Las lumbalgias asustan porque existe el prejuicio de que siempre se deben a hernias de disco. Pero sólo serían un pequeño número de casos los que desembocan en ese problema, y los cierto es que una “simple” lumbalgia puede generar dolores completamente inmovilizantes. Qué son la proloterapia y las infiltraciones perineurales.

Los dolores lumbares crónicos son una de las primeras causas de consulta tanto en el consultorio médico como en las centrales de emergencias.
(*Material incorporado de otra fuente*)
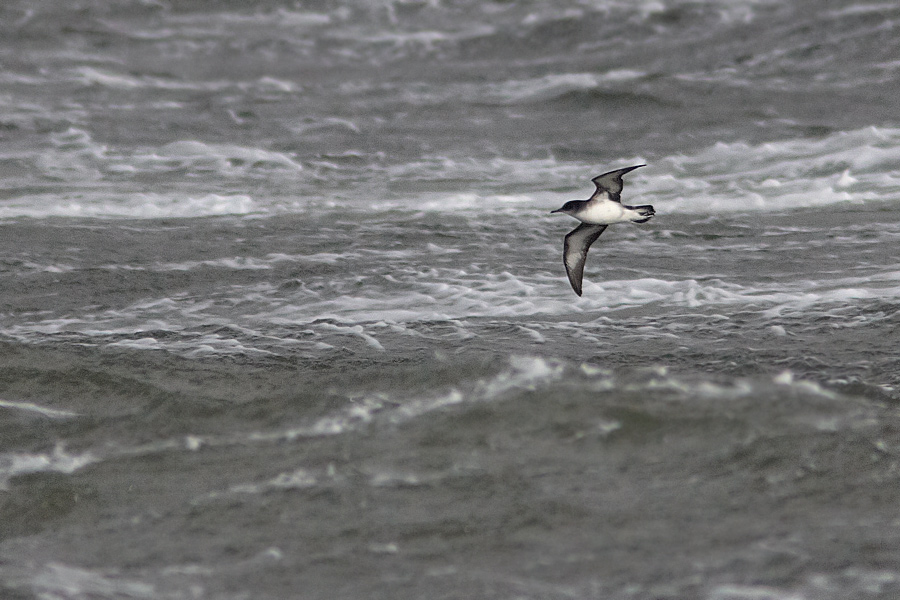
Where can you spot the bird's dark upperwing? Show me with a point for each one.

Según explica Gonzalo Yamauchi, especialista en proloterapia de la Sociedad Estadounidense de Medicina Ortopédica (AAOM, por sus siglas en inglés) y médico del Hospital Italiano de Buenos Aires, un 84% de los adultos van a presentar un episodio de lumbalgia a lo largo de sus vidas, pero sin embargo menos del 5% de estos pacientes van a tener patología sistémica de importancia. “El costo total de las lumbalgias en Estados Unidos es superior a los 100 billones de dólares por año”, asegura el especialista.
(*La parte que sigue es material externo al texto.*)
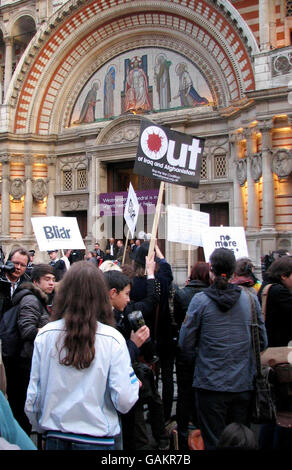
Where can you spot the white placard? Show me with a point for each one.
(54, 233)
(186, 225)
(232, 238)
(131, 211)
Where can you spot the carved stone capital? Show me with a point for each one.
(51, 159)
(256, 166)
(5, 158)
(212, 196)
(73, 204)
(241, 171)
(39, 189)
(282, 163)
(265, 125)
(17, 189)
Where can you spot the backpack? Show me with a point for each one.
(9, 332)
Las causas de las lumbalgias pueden ser múltiples pero el 95% se producen por patología de musculo, ligamentos y tendones. “En general, se originan por el sedentarismo y la mala postura, tanto laboral como de la vida cotidiana –explica Yamauchi–. Con el tiempo estos factores predisponentes generan un disbalance entre el abdomen y los músculos y ligamentos de la columna, lo que lleva a debilidad y dolor. Las lumbalgias pueden surgir a cualquier edad pero aparecen con más frecuencia luego de los 50 años”.

Un mito frecuente

Existe un mito tanto en la medicina como en los pacientes que dice que si la persona presenta hernias de disco, protrusiones discales o artrosis lumbar, esas siempre son las causas principales de los dolores lumbares. Sin embargo, con el tiempo y con la especialización del conocimiento médico sobre los músculos, tendones y ligamentos, se demuestra día a día que solo un pequeño porcentaje de los pacientes con lumbalgia el dolor es debido a ello.

Yamauchi explica que ciertos dolores lumbares “producen limitación absoluta del movimiento, ciática o lumbago, que se debe a la compresión de nervios superficiales que al estar inflamados generan dolor produciendo en el cuerpo la no movilidad para proteger dichos nervios”.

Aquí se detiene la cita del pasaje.